A igreja matriz encontrava-se completamente cheia naquela quente tarde de domingo. Além de representantes como o presidente da Câmara Municipal, Alfredo Henriques, e o presidente da Comissão de Vigilância do Castelo de Santa Maria da Feira, Eng. Ludgero Marques, e de mais de duas dezenas de concelebrantes da Terra de Santa Maria, o povo acorreu com entusiasmo e nem faltaram as crianças com flores que, no final, colocaram aos pés da Imagem.
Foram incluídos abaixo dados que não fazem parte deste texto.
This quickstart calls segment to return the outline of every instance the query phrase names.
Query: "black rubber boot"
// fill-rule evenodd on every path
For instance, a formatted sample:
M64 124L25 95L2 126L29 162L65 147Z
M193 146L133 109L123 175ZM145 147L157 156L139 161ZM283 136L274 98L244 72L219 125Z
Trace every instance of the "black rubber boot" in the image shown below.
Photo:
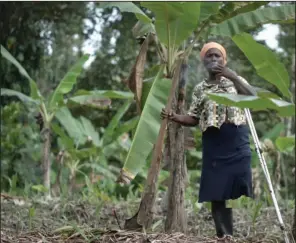
M233 217L232 208L224 208L223 223L225 226L225 235L233 235Z
M212 202L212 216L215 223L217 237L233 234L232 209L226 208L225 201Z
A Bênção decorreu após a homilia. Depois da Comunhão, pela voz cadenciada de todos os presentes, fez-se a Consagração da Terra de Santa Maria a Nossa Senhora, uma área hoje dispersa por 14 concelhos das dioceses do Porto e de Aveiro e que, antes da Nacionalidade, já era reconhecida por tal invocação.
Uma publicação que nesse
dia foi distribuída lembra a Consagração
feita em 13 de Agosto de 1988 bem como o voto de se construir
um santuário dedicado a Nossa Senhora. Seguindo as orientações
do Papa João Paulo II, foi escolhido o ano 2000 como momento
«exemplar» para se cumprir tal compromisso. A referida
publicação explica também o que é
a Terra de Santa Maria e dá a conhecer o Projecto do monumento-santuário
que incluirá um Centro de Espiritualidade.
«Pedra branca»
D. Júlio, na homilia que com energia proclamou, lembra que quis estar ele mesmo nesta Bênção pois é «o único Bispo oriundo da Terra de Santa Maria que se encontra em funções» e porque este gesto assinala, neste fim de milénio, «a nossa Fé no futuro, visto à luz da Redenção de Cristo».
Esclareceu ainda que este espaço cultural e religioso «foi criado nas adversidades, embalado na coragem e firmeza, obrigado à convivência e compreensão dos outros, levado à responsabilidade e ao risco». E que se tem demarcado no País, seja pela consagração à protecção maternal de Maria feita em 13 de Agosto de 1988, seja pelos passos dados na concretização do voto feito nessa data, como a Bênção da Imagem que ocorre quando se celebra 350 anos da Proclamação da Imaculada Conceição como Padroeira de Portugal.
É assim que o «sinal grandioso de uma Mulher que vence o Mal» faz revigorar as forças para as lutas quotidianas ou para os combates decisivos. E que isto se torna ainda mais importante quando «toda a cristandade do mundo ocidental se encontra à procura de caminhos novos, para vencer os males do século que termina e, olhar erguido para Deus, orientar-se pelos sinais que Ele deixou».
D. Júlio acrescentou que «Santa Maria, Mãe do Tempo Novo, mobilizará os filhos e a Terra de Santa Maria para os grandes ideais de cooperação e de mútuo respeito» e que «inspirará a cultura de serviço aos outros e de abertura disponível, capaz de recriar a história». De facto, Maria, «da raiz da nossa humanidade», soube «viver no serviço de uma aventura humana que Deus lhe propôs e pelo sim disponível da Anunciação abriu caminho de esperança para uma nova humanidade».
Lembrou ainda que, hoje, são precisos sinais como o da «imagem clara de Santa Maria que queremos levantar no cimo da cidade de seu nome, como testemunho da nossa Fé e prova da nossa gratidão para um século novo». E que, como há dois mil anos se ergueu no Monte Calvário «o maior sinal do futuro novo da Humanidade e nasceu um novo Tempo de dignidade para o Homem e de harmonia para toda a Criação», agora será levantado noutro monte Calvário um «sinal-memória». E a Terra de Santa Maria aparecerá como «sinal interpelante de uma esperança capaz de nos lançar na construção de um mundo... mais unido e fraterno, mais maternal e manso, mais livre e criativo».
D. Júlio concluiu manifestando o gosto de ficar ligado a esta realização da Terra de Santa Maria que «fica a dizer aos novos tempos que continua fiel ao Evangelho». E enalteceu o alcance catequético deste Monumento, «pedra branca que assinala o futuro século e a fé vigorosa do tempo presente» que será mediadora de muitas graças para o presente e para o futuro.